# Cheaper Aftermarket Light Kits / Zero Turn Mower



## Cornelia_Hiker (Aug 24, 2008)

Manufacturer's accessories are SO expensive   Next spring I'm going to get a new Zero Turn mower for the yard. Would like to add a light kit. They mount on the front and are on spring supports. I can run the wiring, do all hookup. Anyone know where I can find cheaper add on lighting kits?

Thanks!


----------



## Broncoxlt (Aug 24, 2008)

Cornelia_Hiker said:


> Manufacturer's accessories are SO expensive   Next spring I'm going to get a new Zero Turn mower for the yard. Would like to add a light kit. They mount on the front and are on spring supports. I can run the wiring, do all hookup. Anyone know where I can find cheaper add on lighting kits?
> 
> Thanks!



look at walmart or advanced auto parts


----------



## Cornelia_Hiker (Aug 24, 2008)

Hi Broncoxlt,

So do they have them there or are you guessing?

Thanks


----------



## Broncoxlt (Aug 24, 2008)

Cornelia_Hiker said:


> Hi Broncoxlt,
> 
> So do they have them there or are you guessing?
> 
> Thanks



Both walmart nad advanced auto parts have off road lights fog lights and divivng lights and some tractor lights. Also check out northerntool.com


----------



## Cornelia_Hiker (Aug 24, 2008)

Hey and thanks, Well this will be a specialty item as the mounts are these spring loaded deals so the light can hit a bush and not break off.


----------



## Todd E (Aug 24, 2008)

I have never seen lights at stores that are the same as the kits that you buy for ZRTs. The one for my Toro is a three light kit completely prewired with a plug. All you do is mount, ziptie wiring, and plug in connector. The kit for mine is $99 + tax. What brand are you referring to? You cannot buy Toro brand parts other than from authorized dealer. If you want similars.....you must find someone who has fabricated kits/parts and sells them under a diff name. I have never seen ZRT light kits other than at the dealer. 

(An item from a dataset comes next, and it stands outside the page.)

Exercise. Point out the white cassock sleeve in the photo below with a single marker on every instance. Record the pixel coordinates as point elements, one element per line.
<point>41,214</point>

Course....if you are mechanical minded....you can buy white fogs similar to the kit, buy longer mounting bolts, buy yourself some sized according springs, wire lights in together, put a male or female conn on end of wire......voila.


----------



## gonner (Aug 24, 2008)

Dude don't fall for the factory play.I've got a Graverly ztr and I put
my lights on myself.They the dealer wanted to sell me the light kit
for 200$ and another 50$ to install.YEAH RIGHT! I went to Northern Tool Supply and bought a light kit and supplies and have around 25 or 30$ in it,took me maybe an hour to mount and wire 
lights.Later I found a square halogen light kit at Harbor Frieght Tools that was cheaper than what I bought mine for and it had better brackets for mounting to the machine.SO yeah you can find them  and you can do them yourself.


----------



## Cornelia_Hiker (Aug 24, 2008)

Thanks guys, I'll check out Northern


----------